Here's the good news: The duration of distributed denial of service (DDoS) attacks is shrinking, according to a report by security vendor Arbor Networks analyzing recent DDoS attacks.
Now for the bad news: The attacks appear to be getting larger. By the end of 2014, 16% of DDoS attacks were over 1 Gbps. That increased to 18% in the first quarter of 2015 and then to 21% in the second quarter. Most of the growth occurred in attacks ranging from 2 to 10 Gbps, according to Arbor.
The percentage of recent DDoS attacks over 10 Gbps is still low, accounting for 1.4% of attacks in the second quarter of 2015, up from 0.9% the previous quarter.

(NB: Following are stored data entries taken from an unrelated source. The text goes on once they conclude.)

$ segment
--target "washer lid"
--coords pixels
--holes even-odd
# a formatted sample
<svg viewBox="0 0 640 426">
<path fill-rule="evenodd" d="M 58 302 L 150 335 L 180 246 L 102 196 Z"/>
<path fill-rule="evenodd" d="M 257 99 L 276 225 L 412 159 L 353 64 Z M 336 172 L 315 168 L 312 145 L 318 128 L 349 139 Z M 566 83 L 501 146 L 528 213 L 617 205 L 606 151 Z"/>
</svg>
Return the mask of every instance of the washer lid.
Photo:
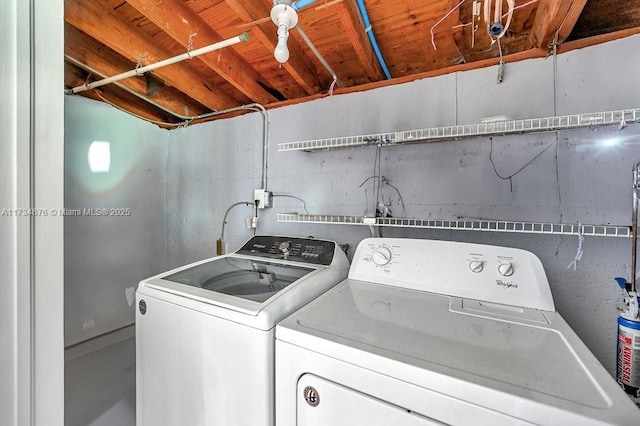
<svg viewBox="0 0 640 426">
<path fill-rule="evenodd" d="M 314 270 L 259 259 L 225 257 L 199 263 L 162 279 L 262 303 Z"/>
<path fill-rule="evenodd" d="M 594 378 L 597 361 L 554 312 L 347 279 L 278 325 L 276 336 L 336 358 L 355 348 L 354 359 L 364 351 L 527 399 L 611 403 Z M 419 382 L 419 371 L 406 380 Z"/>
<path fill-rule="evenodd" d="M 147 278 L 140 282 L 137 291 L 171 298 L 175 303 L 236 321 L 251 321 L 241 318 L 262 315 L 264 318 L 258 321 L 262 324 L 260 327 L 273 327 L 273 318 L 282 316 L 288 305 L 304 300 L 304 296 L 291 296 L 294 298 L 287 304 L 280 302 L 281 296 L 300 293 L 295 287 L 303 282 L 304 288 L 310 285 L 309 290 L 313 292 L 313 283 L 321 280 L 322 273 L 331 269 L 229 254 Z M 326 279 L 329 281 L 326 288 L 339 281 L 333 274 Z"/>
</svg>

The number of reflection amplification attacks -- which magnify the volume of a DDoS attack and hide its origin -- exploiting Simple Service Discovery Protocol (SSDP) subsided over that period, dropping from 126,000 attacks in the first quarter to 84,000 the following one. SSDP is one of several protocols, along with Network Time Protocol (NTP) and DNS, used by cybercriminals to generate the high volumes of traffic seen in many of the largest, headline-grabbing recent DDoS attacks. NTP-based attacks were among the largest attacks recorded in the second quarter, clocking in at an average of 2.75 Gbps and a peak of 185.94 Gbps, according to Arbor.
Experts say enterprises can minimize their risk by disabling SSDP if it's not in use and by securing DNS resolvers that might be misconfigured or unmonitored.